Des bénéfices robustes avec une croissance de 13% masqués par l'anxiété de l'IA
La saison des résultats du quatrième trimestre du S&P 500 a généré des résultats fondamentalement solides que le marché a largement ignorés. Les bénéfices des entreprises ont augmenté de 13% d'une année sur l'autre, soit près du double de la croissance de 7% attendue au début de la saison, selon un rapport de Goldman Sachs daté du 4 mars. La croissance a été généralisée, la société médiane affichant une augmentation des bénéfices de 10%, tandis que les revenus, hors secteur énergétique volatil, ont enregistré une solide croissance de 4,6%.
Malgré ces fondamentaux robustes, une vague d'« Anxiété de l'IA » a remodelé la valorisation du marché. Les investisseurs sont obsédés par le potentiel de perturbation de l'intelligence artificielle, pénalisant les secteurs perçus comme vulnérables. Les industries très exposées à l'automatisation par l'IA, y compris les logiciels, les services financiers et les médias, ont nettement sous-performé le marché général depuis le début de l'année, montrant que le récit l'emporte actuellement sur la performance financière.
Les hyperscalers stimulent une croissance de 62% des Capex alors que le discours sur l'IA dépasse l'action
La preuve la plus concrète de la course à l'armement de l'IA se trouve dans les dépenses d'investissement (Capex). Les analystes ont considérablement augmenté de 24% les prévisions de Capex pour 2026 des entreprises technologiques hyperscale — y compris Amazon, Meta, Google et Microsoft — pendant la saison des résultats. La nouvelle prévision de 667 milliards de dollars représente un taux de croissance explosif de 62% d'une année sur l'autre pour 2026, signalant un investissement accéléré dans l'infrastructure de l'IA.
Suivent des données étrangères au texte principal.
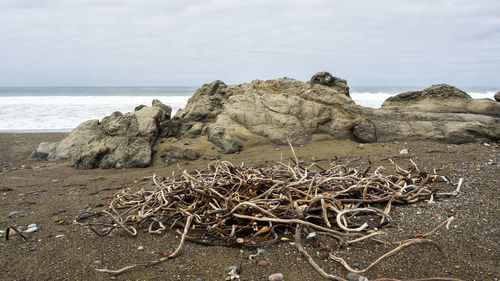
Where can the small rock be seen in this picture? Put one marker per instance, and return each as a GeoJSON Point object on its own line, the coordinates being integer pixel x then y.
{"type": "Point", "coordinates": [31, 229]}
{"type": "Point", "coordinates": [232, 268]}
{"type": "Point", "coordinates": [311, 235]}
{"type": "Point", "coordinates": [351, 276]}
{"type": "Point", "coordinates": [263, 263]}
{"type": "Point", "coordinates": [276, 277]}
{"type": "Point", "coordinates": [14, 213]}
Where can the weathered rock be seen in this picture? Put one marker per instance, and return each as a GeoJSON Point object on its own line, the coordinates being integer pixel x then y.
{"type": "Point", "coordinates": [139, 107]}
{"type": "Point", "coordinates": [165, 108]}
{"type": "Point", "coordinates": [281, 110]}
{"type": "Point", "coordinates": [45, 151]}
{"type": "Point", "coordinates": [364, 131]}
{"type": "Point", "coordinates": [442, 98]}
{"type": "Point", "coordinates": [206, 103]}
{"type": "Point", "coordinates": [118, 141]}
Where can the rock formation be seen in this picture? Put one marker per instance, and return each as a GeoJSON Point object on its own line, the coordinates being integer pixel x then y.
{"type": "Point", "coordinates": [442, 98]}
{"type": "Point", "coordinates": [118, 141]}
{"type": "Point", "coordinates": [280, 111]}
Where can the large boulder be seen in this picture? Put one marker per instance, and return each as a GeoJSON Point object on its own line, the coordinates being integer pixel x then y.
{"type": "Point", "coordinates": [281, 111]}
{"type": "Point", "coordinates": [442, 98]}
{"type": "Point", "coordinates": [285, 109]}
{"type": "Point", "coordinates": [326, 79]}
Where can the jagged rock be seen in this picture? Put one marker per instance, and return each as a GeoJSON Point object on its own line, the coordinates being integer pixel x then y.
{"type": "Point", "coordinates": [173, 152]}
{"type": "Point", "coordinates": [139, 107]}
{"type": "Point", "coordinates": [326, 79]}
{"type": "Point", "coordinates": [364, 131]}
{"type": "Point", "coordinates": [165, 108]}
{"type": "Point", "coordinates": [281, 110]}
{"type": "Point", "coordinates": [118, 141]}
{"type": "Point", "coordinates": [45, 151]}
{"type": "Point", "coordinates": [442, 98]}
{"type": "Point", "coordinates": [206, 103]}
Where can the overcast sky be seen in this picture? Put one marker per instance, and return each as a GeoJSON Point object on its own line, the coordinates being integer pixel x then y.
{"type": "Point", "coordinates": [162, 42]}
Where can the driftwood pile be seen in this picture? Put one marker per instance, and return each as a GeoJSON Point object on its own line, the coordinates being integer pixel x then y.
{"type": "Point", "coordinates": [254, 207]}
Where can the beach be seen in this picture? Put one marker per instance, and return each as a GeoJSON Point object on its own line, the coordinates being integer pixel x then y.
{"type": "Point", "coordinates": [52, 194]}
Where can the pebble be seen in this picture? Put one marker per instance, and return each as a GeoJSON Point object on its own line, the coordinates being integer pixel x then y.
{"type": "Point", "coordinates": [31, 229]}
{"type": "Point", "coordinates": [14, 213]}
{"type": "Point", "coordinates": [232, 268]}
{"type": "Point", "coordinates": [351, 276]}
{"type": "Point", "coordinates": [311, 235]}
{"type": "Point", "coordinates": [276, 277]}
{"type": "Point", "coordinates": [263, 263]}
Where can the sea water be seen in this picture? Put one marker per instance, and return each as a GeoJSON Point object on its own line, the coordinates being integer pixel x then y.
{"type": "Point", "coordinates": [61, 109]}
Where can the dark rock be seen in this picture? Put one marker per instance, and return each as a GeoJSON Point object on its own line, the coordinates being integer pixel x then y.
{"type": "Point", "coordinates": [165, 108]}
{"type": "Point", "coordinates": [364, 131]}
{"type": "Point", "coordinates": [118, 141]}
{"type": "Point", "coordinates": [442, 98]}
{"type": "Point", "coordinates": [190, 154]}
{"type": "Point", "coordinates": [139, 107]}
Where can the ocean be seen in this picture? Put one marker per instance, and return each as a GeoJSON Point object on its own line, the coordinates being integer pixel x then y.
{"type": "Point", "coordinates": [61, 109]}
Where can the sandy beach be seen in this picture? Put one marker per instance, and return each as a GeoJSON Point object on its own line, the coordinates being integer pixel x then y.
{"type": "Point", "coordinates": [51, 195]}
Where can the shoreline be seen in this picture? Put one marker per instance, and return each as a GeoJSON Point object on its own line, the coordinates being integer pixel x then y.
{"type": "Point", "coordinates": [50, 192]}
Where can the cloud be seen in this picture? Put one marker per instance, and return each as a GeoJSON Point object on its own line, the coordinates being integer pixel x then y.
{"type": "Point", "coordinates": [193, 42]}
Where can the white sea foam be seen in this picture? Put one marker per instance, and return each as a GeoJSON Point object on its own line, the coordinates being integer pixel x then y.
{"type": "Point", "coordinates": [30, 113]}
{"type": "Point", "coordinates": [375, 100]}
{"type": "Point", "coordinates": [63, 113]}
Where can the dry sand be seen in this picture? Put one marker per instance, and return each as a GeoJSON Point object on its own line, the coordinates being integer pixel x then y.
{"type": "Point", "coordinates": [47, 193]}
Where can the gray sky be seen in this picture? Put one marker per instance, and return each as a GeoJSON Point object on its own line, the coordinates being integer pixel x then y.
{"type": "Point", "coordinates": [139, 42]}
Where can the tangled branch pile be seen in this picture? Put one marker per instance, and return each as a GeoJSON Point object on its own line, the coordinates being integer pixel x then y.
{"type": "Point", "coordinates": [254, 207]}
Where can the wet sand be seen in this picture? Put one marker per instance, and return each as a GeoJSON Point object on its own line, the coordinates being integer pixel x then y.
{"type": "Point", "coordinates": [47, 193]}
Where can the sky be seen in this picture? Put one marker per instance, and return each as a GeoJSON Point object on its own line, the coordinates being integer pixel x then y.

Ces dépenses massives contrastent fortement avec le paysage corporatif plus large, où l'impact de l'IA reste largement théorique. Alors qu'un record de 70% des équipes de direction du S&P 500 ont discuté de l'IA lors des conférences téléphoniques sur les résultats, seulement 10% ont pu quantifier son effet sur leur activité. Plus important encore, seulement 1% des entreprises ont pu détailler comment l'IA s'est traduite par un impact mesurable sur les bénéfices, exposant un large fossé entre le discours des dirigeants et les résultats financiers tangibles.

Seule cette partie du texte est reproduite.